Shared Electric Scooter Pilot Program

Bird Scooters in front of Town Hall2019 Pilot Overview

In 2019, the Town of Brookline operated Massachusetts' first Shared Electric Scooter Program in order to determine whether Shared Electric Scooters contribute to the Town’s mobility, equity, safety, and climate action goals. Over an 8 month period, participants traveled 191,855 miles over 188,926 trips on Bird, Lime, or Spin scooters. In order to manage the system and track important data points, the Town partnered with Populus to use their Mobility Manager, to access and track data and information that helped deliver a safe, equitable, and sustainable transportation program.

Summary of the Pilot Program (Presentation to the New England Parking Council)
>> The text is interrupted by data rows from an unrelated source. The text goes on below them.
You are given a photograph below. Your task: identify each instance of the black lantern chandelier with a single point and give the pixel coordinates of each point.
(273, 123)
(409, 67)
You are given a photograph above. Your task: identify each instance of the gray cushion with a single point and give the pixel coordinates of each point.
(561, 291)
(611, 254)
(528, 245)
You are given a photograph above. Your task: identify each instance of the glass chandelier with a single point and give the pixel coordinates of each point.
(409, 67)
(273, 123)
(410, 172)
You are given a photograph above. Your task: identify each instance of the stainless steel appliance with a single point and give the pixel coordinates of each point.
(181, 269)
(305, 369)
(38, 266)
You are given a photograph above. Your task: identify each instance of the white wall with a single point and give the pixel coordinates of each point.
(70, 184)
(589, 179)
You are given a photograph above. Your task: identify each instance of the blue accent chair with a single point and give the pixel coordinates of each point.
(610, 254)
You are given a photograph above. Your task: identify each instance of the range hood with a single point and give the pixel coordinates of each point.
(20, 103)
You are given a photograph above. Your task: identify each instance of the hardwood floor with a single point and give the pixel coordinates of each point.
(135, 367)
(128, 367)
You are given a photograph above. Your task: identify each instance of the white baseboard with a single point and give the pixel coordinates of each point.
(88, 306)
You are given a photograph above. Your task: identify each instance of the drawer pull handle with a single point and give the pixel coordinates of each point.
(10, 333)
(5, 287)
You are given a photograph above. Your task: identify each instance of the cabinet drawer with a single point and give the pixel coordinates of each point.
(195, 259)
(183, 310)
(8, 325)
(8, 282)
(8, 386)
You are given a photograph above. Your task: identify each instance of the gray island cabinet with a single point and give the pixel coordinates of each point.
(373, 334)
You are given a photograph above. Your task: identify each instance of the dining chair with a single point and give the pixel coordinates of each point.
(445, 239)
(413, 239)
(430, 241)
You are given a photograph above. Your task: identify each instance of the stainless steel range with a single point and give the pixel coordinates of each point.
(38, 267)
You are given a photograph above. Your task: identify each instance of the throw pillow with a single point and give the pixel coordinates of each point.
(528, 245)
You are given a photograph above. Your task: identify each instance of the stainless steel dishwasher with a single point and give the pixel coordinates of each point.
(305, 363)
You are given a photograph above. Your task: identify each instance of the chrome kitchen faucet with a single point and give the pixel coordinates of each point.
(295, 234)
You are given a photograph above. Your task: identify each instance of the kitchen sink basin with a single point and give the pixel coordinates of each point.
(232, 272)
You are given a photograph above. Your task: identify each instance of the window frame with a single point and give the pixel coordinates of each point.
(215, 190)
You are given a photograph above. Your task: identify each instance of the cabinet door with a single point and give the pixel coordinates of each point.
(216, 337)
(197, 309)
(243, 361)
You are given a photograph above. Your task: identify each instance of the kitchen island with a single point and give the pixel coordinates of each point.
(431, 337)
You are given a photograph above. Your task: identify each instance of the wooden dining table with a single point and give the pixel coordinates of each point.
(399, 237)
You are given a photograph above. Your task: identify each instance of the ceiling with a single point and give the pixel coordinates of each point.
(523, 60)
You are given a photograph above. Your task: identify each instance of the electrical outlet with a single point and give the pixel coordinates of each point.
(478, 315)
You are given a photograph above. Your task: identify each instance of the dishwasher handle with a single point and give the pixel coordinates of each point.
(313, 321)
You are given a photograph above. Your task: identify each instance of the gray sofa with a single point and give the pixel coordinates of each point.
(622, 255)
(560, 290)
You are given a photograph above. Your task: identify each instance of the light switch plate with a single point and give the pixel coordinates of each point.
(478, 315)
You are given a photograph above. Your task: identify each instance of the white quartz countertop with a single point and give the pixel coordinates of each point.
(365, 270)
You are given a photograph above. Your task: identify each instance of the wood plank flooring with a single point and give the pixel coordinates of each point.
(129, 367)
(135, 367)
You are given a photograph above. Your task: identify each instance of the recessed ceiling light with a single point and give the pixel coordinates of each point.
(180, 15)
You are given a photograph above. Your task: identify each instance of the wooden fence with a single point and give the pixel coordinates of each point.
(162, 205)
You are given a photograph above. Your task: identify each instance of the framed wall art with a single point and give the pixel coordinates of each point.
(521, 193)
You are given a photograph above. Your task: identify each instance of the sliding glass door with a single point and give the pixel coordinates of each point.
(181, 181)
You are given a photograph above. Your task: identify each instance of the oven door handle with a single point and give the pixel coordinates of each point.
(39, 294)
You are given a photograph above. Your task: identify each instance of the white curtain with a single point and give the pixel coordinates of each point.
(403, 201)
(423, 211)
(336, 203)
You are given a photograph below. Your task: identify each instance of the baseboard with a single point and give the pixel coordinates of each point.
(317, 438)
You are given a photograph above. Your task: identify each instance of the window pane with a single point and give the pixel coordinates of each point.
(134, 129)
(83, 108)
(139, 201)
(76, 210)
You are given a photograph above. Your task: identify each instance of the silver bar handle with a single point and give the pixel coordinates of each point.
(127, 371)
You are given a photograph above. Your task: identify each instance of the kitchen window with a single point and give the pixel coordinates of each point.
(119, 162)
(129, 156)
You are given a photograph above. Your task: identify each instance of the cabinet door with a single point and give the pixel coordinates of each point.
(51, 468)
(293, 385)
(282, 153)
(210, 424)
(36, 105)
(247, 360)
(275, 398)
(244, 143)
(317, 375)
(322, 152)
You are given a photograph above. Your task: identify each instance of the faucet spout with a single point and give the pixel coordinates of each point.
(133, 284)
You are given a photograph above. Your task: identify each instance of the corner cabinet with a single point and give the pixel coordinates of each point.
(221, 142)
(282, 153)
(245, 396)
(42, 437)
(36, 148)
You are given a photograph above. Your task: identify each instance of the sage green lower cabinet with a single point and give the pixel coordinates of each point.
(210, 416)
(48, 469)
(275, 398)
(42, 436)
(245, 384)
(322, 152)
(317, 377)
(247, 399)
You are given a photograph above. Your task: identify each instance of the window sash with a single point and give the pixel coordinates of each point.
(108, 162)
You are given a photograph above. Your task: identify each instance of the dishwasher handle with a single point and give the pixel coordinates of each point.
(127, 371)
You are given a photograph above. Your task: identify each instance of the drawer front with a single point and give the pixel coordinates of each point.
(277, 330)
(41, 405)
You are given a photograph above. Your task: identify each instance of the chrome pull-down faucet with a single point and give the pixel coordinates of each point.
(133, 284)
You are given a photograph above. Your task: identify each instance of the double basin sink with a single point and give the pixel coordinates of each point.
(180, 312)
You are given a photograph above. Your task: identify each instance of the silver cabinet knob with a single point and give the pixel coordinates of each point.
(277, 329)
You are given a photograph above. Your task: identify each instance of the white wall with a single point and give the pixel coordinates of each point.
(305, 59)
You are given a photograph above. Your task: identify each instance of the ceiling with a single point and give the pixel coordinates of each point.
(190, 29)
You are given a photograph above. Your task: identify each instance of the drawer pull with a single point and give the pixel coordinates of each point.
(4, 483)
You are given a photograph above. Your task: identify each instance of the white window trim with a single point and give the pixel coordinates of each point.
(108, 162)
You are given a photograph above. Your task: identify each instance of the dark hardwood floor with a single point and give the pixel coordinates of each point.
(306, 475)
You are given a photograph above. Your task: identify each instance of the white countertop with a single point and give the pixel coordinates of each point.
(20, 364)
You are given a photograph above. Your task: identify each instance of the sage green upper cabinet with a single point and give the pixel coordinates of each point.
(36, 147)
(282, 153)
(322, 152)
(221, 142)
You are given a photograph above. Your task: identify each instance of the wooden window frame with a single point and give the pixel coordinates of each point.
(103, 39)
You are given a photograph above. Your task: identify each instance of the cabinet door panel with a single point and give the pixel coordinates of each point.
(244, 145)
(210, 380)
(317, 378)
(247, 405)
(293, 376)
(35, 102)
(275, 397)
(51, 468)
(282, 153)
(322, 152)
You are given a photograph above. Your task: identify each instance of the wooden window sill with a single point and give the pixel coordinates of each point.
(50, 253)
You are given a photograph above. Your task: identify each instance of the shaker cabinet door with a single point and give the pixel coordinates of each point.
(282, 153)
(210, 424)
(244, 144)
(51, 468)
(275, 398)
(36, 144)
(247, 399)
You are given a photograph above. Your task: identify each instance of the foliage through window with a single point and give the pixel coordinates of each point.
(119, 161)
Populus Mobility Evaluation Survey

What is a Shared Electric Scooter?

Shared Electric Scooters, also known as e-scooters, are an emerging technology and shared mobility service. The first systems in the U.S. launched in 2017. Similar to bikeshare, the service provides personal transportation to rent for one-way trips. To begin a rental companies typically require customers to download an app or text a number to unlock the device. To end a trip, customers park the scooter in the service area in the furniture zone out of the way of pedestrian traffic on sidewalks. The scooters typically do not lock to anything.

Electric scooters are powered exclusively by an electric motor and in Brookline companies were required to cap the maximum speed at 15 MPH.